Il y a tant de mépris dans sa voix que j’en suis gêné pour cette pauvre femme que je ne connais pas.

– donc, vous dites que vous n’avez vu personne depuis trois jours et que la voiture de madame Fauré est garée devant la porte. Est-ce inhabituel ?

– oh, oui alors ! Paul, il aime pas qu’elle laisse sa voiture là. Elle vieille et moche. Il trouve que ça fait laid devant la maison. D’habitude elle se gare dans le parking des visiteurs, au bout de la rue. S’il était là, je peux vous dire que sa voiture, elle aurait vite dégagé.

– et vous êtes allez sonner chez eux ?

– oui, j’ai pas arrêté je vous dis. J’ai appelé aussi mais ils répondent jamais sur le fixe et le portable de Paul, il est éteint.

– comment le savez-vous ?

Elle regarde Isabelle comme si elle était stupide :

– ben, parce que ça bascule sur messagerie.

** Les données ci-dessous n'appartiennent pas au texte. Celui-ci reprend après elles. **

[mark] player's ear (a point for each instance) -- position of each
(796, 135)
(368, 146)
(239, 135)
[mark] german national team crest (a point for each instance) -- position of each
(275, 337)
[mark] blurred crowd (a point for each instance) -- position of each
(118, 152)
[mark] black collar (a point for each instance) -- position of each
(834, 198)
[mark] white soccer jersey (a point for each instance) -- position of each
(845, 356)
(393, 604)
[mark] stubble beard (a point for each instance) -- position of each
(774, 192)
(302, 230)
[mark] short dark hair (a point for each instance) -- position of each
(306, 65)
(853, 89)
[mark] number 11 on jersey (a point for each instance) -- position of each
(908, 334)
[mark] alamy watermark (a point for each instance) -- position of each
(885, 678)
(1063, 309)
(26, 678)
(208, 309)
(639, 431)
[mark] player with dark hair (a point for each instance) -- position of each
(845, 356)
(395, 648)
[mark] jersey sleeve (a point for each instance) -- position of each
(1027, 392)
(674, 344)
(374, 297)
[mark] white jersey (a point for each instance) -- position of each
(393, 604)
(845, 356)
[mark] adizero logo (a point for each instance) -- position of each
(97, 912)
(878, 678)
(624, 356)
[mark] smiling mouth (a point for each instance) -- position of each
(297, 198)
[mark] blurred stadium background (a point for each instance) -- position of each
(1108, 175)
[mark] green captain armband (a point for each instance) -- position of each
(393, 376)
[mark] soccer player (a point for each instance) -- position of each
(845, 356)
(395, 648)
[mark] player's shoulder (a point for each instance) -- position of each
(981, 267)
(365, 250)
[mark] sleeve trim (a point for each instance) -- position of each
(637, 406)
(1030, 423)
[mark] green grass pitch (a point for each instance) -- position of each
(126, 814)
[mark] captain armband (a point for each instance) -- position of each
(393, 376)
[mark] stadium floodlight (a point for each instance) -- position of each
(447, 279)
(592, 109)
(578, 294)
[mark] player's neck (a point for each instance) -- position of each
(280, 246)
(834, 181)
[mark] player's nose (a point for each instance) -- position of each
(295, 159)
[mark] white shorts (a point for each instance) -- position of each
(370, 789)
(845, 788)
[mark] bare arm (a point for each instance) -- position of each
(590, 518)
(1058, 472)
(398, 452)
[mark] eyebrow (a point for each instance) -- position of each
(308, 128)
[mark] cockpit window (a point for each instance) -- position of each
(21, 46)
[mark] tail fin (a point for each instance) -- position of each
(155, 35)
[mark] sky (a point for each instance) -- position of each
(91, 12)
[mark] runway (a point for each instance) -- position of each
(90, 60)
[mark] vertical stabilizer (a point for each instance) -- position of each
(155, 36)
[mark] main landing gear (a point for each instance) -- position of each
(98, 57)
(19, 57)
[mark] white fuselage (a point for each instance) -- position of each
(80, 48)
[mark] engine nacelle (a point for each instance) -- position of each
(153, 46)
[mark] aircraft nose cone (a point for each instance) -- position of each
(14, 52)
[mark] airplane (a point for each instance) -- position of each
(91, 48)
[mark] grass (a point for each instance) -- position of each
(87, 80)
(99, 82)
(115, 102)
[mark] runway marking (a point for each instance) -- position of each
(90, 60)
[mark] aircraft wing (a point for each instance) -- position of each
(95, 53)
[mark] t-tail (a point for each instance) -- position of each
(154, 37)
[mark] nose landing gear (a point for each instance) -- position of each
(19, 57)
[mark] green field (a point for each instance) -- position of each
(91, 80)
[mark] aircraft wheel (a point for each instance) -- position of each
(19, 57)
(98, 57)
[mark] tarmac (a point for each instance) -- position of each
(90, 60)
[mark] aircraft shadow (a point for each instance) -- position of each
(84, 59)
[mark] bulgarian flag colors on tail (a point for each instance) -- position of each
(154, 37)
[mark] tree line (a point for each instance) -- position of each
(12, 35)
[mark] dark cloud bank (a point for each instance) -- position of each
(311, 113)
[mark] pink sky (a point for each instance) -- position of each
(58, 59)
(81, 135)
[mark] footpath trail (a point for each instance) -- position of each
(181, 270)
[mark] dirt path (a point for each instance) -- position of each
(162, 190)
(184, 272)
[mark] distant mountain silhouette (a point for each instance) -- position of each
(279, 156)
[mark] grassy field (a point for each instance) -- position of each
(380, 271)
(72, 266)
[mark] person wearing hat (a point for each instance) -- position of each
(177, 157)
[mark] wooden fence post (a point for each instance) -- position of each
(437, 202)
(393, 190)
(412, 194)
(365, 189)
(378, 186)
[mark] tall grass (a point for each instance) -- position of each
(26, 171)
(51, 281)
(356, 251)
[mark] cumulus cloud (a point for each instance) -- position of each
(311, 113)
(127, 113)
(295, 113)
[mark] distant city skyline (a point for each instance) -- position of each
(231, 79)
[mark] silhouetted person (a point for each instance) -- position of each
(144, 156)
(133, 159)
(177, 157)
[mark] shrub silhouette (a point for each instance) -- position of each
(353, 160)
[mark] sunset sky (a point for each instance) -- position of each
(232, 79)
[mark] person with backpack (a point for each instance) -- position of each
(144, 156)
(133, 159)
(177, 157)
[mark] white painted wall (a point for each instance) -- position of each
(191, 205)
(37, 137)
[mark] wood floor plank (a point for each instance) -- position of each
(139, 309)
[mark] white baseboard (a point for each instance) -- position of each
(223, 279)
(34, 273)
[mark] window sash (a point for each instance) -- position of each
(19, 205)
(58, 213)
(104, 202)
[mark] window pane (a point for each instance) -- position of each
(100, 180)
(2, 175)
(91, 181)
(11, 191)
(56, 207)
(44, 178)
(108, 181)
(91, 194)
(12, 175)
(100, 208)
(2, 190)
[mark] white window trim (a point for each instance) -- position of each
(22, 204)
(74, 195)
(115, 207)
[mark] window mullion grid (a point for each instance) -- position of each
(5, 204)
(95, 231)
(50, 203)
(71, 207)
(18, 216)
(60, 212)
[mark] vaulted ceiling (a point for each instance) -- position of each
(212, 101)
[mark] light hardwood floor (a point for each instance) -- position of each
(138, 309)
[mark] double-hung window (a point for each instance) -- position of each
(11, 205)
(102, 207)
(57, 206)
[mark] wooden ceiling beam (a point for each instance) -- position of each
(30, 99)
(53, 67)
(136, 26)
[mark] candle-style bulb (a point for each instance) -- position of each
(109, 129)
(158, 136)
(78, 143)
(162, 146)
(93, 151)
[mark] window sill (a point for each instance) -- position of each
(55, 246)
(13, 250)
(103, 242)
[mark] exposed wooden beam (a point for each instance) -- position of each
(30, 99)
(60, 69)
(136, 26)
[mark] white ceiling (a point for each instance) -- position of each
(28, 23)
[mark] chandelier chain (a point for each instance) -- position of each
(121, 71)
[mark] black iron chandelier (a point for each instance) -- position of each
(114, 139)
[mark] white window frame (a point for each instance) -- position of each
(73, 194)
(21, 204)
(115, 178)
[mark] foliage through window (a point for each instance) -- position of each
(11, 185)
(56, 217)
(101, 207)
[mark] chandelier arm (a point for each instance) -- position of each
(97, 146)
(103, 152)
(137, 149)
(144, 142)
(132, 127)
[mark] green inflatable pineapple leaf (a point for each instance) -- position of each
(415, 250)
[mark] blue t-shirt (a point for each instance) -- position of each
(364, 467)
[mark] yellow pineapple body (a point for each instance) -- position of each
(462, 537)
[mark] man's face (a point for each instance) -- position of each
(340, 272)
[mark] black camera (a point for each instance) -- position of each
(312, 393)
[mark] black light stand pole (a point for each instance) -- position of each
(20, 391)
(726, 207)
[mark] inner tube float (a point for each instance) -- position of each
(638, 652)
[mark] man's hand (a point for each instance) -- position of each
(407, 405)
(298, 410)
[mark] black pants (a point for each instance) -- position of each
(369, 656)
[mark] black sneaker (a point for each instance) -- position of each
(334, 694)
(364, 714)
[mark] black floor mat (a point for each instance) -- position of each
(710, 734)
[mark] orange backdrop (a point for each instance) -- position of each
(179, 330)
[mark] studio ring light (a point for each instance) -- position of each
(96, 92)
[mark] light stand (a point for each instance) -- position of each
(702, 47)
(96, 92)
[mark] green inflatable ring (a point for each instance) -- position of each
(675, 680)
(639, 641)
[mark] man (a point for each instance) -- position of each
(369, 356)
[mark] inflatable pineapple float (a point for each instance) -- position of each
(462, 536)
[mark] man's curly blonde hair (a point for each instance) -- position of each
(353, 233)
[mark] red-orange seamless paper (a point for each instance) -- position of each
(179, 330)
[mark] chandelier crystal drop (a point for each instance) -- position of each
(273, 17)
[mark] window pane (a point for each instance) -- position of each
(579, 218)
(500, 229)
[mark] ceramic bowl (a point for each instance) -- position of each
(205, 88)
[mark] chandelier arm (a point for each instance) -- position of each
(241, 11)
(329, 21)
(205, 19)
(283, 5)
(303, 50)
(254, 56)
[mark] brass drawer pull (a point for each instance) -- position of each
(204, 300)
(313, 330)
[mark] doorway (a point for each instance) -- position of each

Regardez !

Elle attrape son téléphone posé sur la table basse entre nous, et après quelque manipulation elle met le haut-parleur. Immédiatement, une voix d’homme, hautaine et vulgaire à la fois,retentie dans la pièce étouffante : « bonjour, vous êtes sur le portable de Paul Fauré. Si c’est professionnel, laissez-moi un message avec vos coordonnées, et si c’est personnel…faites pareil. Je vous rappellerai…peut-être… » La fin de la phrase a dû l’amuser car on entend comme un rire dans sa voix, un rire un peu gras. Je n’ai même pas encore rencontré ce gars et il me tape déjà sur les nerfs. J’espère pour lui qu’il profite bien de ses vacances parce qu’il va maudire sa voisine quand il reviendra.

Je regarde isabelle. Elle semble avoir épuisé son stock de question alors je lui fais un signe du menton et nous nous levons.

– Vous voulez que je vous accompagne ? dit la voisine, curieuse.

– non merci, restez chez vous, nous vous tiendrons au courant de ce que nous trouverons.

– je suis là, je bouge pas, si vous avez besoin…

– oui, une dernière question. Vous connaissez le modèle de la voiture de Monsieur Fauré ?

– oui, c’est un gros 4×4 Mercedes noir avec des sièges en cuir beige. Il est super luxueux !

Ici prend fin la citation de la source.